I'm sorry, but I can't keep doing this back and forth. There is some kind of communication barrier between us as I do not understand why you want this. In order to move forward, I think you're going to have to demonstrate why you want this with a minimal code sample.

okjodom commented 1 year ago

scenario like this:

/// receives data from a streaming channel
/// writes to file after every 100 data events
/// does this without flushing the writer
fn print_stream(rx: mpsc::Receiver) {
    let mut writer = csv::WriterBuilder::new().from_path(format!(
        "example_{:?}.csv",
        SystemTime::now()
            .duration_since(SystemTime::UNIX_EPOCH)
            .unwrap()
            .as_secs()
    ))?;

    let batch_size = 100
    let counter = 1;

    while let Some(data) = rx.recv() {
        // keep serializing data to writer, assuming a large buffer
        writer.serialize(data).unwrap()

        // flush buffer if we have reached out batch size
        // we don't necessarily wait for buffer to fill up
        if batch_size == counter {
            // keep the writer alive
            writer.flush_buf().unwrap();
            counter = 1;
        } else {
            counter += 1;
        }
    }

    // flush buffer and writer when stream is done
    writer.flush().unwrap()

    Ok(())
}
BurntSushi commented 1 year ago

That isn't minimal because I can't run it. And this part:

            // keep the writer alive
            writer.flush_buf().unwrap();

doesn't make any sense to me. writer.flush() also keeps the writer "alive."

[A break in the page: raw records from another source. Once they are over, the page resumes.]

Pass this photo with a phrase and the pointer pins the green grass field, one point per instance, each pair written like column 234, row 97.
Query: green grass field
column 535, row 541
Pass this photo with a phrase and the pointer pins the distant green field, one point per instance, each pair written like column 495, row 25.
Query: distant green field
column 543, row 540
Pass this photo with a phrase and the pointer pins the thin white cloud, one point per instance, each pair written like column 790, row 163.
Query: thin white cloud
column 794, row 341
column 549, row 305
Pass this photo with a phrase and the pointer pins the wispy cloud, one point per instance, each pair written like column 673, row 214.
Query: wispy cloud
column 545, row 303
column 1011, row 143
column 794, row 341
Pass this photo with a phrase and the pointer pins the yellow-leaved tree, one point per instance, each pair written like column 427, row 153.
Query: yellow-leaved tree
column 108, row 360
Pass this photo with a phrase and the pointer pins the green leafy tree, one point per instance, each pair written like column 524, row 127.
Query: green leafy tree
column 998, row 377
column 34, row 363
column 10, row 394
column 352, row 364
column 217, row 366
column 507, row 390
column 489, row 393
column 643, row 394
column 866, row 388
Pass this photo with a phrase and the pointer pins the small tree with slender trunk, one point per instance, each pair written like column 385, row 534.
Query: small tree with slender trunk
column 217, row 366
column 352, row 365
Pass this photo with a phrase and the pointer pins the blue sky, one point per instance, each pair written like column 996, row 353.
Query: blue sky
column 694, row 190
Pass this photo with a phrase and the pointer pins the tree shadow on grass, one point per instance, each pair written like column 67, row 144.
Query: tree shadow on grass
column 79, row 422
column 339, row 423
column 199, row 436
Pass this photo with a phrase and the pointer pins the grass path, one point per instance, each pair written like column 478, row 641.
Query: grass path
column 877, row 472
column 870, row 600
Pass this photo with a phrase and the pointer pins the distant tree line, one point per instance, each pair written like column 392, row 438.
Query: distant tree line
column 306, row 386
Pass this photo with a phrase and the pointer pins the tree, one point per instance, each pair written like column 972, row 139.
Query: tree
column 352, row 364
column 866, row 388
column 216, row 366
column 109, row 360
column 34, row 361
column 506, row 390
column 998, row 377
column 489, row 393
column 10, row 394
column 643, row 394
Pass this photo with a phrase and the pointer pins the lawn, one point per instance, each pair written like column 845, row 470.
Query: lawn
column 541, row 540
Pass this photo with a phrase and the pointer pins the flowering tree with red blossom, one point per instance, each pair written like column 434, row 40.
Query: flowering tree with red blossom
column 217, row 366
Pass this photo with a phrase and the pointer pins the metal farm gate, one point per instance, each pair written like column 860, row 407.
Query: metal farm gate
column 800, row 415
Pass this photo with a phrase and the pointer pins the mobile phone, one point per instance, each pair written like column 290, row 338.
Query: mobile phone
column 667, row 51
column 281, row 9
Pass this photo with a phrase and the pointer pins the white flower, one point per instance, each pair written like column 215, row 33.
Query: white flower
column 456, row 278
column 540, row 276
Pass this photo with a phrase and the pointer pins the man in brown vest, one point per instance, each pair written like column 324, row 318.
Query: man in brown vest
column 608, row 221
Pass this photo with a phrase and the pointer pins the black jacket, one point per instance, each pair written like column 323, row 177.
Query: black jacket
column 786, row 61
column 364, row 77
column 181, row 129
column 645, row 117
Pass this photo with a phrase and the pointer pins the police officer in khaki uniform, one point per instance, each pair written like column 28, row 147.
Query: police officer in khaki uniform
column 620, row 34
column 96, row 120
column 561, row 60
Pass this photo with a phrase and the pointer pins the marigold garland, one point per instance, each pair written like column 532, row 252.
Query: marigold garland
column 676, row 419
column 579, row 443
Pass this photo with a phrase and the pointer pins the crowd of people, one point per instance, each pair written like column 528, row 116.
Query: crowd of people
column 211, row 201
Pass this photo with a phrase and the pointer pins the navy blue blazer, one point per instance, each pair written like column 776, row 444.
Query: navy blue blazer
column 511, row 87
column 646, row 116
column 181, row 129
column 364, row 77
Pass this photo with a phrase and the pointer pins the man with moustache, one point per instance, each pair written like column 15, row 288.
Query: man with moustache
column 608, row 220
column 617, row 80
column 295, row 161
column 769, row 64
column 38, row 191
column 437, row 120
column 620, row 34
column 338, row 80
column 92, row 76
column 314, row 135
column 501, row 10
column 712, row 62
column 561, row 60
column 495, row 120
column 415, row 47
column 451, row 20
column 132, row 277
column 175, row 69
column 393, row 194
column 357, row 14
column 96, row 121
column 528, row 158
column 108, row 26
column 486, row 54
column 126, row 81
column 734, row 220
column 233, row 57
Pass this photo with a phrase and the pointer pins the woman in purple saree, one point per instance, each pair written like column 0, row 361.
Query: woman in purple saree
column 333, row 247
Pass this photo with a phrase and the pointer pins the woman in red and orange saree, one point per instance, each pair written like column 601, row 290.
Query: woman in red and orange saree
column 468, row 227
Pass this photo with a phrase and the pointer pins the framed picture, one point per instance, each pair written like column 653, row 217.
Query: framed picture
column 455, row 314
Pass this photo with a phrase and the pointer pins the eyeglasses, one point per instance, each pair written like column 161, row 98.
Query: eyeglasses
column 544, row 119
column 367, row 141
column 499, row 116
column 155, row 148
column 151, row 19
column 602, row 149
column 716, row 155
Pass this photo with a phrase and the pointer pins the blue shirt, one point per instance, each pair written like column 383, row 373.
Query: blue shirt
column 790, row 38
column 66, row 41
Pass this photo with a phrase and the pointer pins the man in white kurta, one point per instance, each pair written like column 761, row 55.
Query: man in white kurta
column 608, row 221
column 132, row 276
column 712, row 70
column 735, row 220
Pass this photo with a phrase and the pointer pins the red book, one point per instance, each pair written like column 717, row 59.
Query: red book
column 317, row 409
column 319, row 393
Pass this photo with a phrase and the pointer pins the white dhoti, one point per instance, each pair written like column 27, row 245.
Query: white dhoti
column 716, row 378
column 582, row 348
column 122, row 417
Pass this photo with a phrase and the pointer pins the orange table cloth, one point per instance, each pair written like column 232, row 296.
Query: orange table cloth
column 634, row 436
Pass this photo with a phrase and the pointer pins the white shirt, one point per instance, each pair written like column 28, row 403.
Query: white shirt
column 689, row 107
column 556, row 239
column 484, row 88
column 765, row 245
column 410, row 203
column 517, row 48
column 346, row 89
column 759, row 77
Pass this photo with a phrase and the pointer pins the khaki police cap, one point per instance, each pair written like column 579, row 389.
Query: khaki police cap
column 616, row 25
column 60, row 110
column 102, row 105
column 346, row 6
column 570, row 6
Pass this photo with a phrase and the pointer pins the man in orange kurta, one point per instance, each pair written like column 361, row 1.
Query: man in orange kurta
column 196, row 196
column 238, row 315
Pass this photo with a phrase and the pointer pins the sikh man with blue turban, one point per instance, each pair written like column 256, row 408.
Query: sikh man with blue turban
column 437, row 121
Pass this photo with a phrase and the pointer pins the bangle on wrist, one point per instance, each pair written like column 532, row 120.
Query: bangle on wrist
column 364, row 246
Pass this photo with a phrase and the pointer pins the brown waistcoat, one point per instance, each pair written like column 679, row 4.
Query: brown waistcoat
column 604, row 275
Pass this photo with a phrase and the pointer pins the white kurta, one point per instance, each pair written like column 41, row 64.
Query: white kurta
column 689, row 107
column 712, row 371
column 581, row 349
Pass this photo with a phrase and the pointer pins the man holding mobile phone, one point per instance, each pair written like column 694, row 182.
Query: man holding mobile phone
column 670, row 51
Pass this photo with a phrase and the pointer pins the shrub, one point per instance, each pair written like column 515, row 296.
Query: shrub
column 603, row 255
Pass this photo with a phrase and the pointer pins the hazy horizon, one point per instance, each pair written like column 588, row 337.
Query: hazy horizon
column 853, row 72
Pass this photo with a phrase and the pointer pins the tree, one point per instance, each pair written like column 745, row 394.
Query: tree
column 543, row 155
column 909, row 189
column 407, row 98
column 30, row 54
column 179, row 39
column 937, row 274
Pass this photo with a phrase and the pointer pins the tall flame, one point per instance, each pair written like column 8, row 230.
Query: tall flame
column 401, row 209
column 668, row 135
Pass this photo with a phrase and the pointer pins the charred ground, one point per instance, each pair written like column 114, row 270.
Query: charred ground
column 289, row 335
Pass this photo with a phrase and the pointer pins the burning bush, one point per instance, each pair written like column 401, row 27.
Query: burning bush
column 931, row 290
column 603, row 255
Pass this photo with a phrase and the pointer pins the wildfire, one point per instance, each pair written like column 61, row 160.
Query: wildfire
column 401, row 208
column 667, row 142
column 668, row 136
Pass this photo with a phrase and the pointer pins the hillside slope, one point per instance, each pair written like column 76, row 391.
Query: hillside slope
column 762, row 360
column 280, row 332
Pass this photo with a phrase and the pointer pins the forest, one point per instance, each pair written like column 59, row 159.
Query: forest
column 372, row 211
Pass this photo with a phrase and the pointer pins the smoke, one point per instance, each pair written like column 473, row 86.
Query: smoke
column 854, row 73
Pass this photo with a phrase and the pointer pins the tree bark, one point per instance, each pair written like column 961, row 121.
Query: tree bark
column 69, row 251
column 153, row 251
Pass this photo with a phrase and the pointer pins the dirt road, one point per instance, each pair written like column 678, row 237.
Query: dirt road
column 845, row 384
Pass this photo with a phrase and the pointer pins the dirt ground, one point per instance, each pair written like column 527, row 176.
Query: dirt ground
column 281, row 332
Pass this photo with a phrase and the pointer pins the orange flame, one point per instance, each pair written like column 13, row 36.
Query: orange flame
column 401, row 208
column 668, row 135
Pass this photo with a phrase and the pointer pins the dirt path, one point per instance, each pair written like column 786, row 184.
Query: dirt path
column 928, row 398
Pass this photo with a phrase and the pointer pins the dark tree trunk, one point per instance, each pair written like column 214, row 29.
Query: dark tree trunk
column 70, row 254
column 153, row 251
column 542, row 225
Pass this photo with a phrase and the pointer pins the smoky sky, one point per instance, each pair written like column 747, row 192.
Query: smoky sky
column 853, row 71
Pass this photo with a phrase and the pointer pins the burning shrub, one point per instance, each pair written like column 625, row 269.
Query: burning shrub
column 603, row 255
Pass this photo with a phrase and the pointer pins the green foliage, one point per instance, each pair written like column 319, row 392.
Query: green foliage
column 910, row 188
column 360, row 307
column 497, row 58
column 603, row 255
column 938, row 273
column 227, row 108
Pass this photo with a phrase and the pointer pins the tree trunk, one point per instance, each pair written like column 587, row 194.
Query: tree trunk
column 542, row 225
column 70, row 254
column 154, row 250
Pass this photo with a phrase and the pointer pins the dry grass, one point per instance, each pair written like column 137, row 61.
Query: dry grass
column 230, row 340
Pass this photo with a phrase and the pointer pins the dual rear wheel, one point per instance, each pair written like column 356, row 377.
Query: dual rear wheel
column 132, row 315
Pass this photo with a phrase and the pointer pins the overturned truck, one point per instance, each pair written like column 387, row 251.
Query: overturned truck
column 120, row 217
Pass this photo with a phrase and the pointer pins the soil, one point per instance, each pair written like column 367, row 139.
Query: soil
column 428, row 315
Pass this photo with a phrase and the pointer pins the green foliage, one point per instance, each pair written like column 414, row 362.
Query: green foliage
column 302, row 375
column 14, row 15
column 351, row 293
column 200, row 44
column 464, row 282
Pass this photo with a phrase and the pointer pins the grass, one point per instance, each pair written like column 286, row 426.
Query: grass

okjodom commented 1 year ago

That isn't minimal because I can't run it.

ack. TIL how to write a minimal reproducible example, though this doesn't seem quite minimal

use std::{io, error::Error};

use serde::{Deserialize, Serialize};
use tokio::sync::mpsc;

#[derive(Debug, Serialize, Deserialize)]
struct Data {
    foo: String,
    bar: String,
}

#[tokio::main]
async fn main() {
    // data channel
    let (tx, rx) = mpsc::channel(100);

    // generate and stream data
    tokio::spawn(async move {
        loop {
            let data = Data {
                foo: "Hello".into(),
                bar: "World".into(),
            };

            if let Err(_) = tx.send(data).await {
                println!("receiver dropped");
                break;
            }

            let _ = tokio::time::sleep(std::time::Duration::from_secs(1));
        }
    });

    print_data_stream(rx).await.unwrap()
}

async fn print_data_stream(mut rx: mpsc::Receiver<Data>) -> Result<(), Box<dyn Error>> {
    let mut wtr = csv::Writer::from_writer(io::stdout());

    let batch_size = 100;
    let mut counter = 1;

    while let Some(data) = rx.recv().await {
        wtr.serialize(data)?;

        // flush buffer if we have reached out batch size
        if batch_size == counter {
            wtr.flush()?;
            // writer.flush_buf()?; <---- should I be doing this
            counter = 1;
        } else {
            counter += 1;
        }
    }
    wtr.flush()?;

    Ok(())
}

And this part:

            // keep the writer alive
            writer.flush_buf().unwrap();

doesn't make any sense to me. writer.flush() also keeps the writer "alive."

I see what you mean now. I was able to use Writer::flush() to satisfy my scenario, whereas I was previously convinced I needed Writer::flush_buf

From the method docs,

"Note that this also flushes the underlying writer."

seemed like the writer would be "destroyed" on flush(). Still, I should have validated this anyways

BurntSushi commented 1 year ago

Still, I should have validated this anyways

Yes indeed. Please at least try the suggestion from the maintainer next time.

seemed like the writer would be "destroyed" on flush()

"flush the writer" does not mean "destroy the writer." If the writer were destroyed, then what would happen on the next write? csv::Writer doesn't know how to create a writer at that point. It requires the caller to provide a writer.

"flush the writer" literally just means taking whatever contents are in memory and shoving them down a layer of abstraction.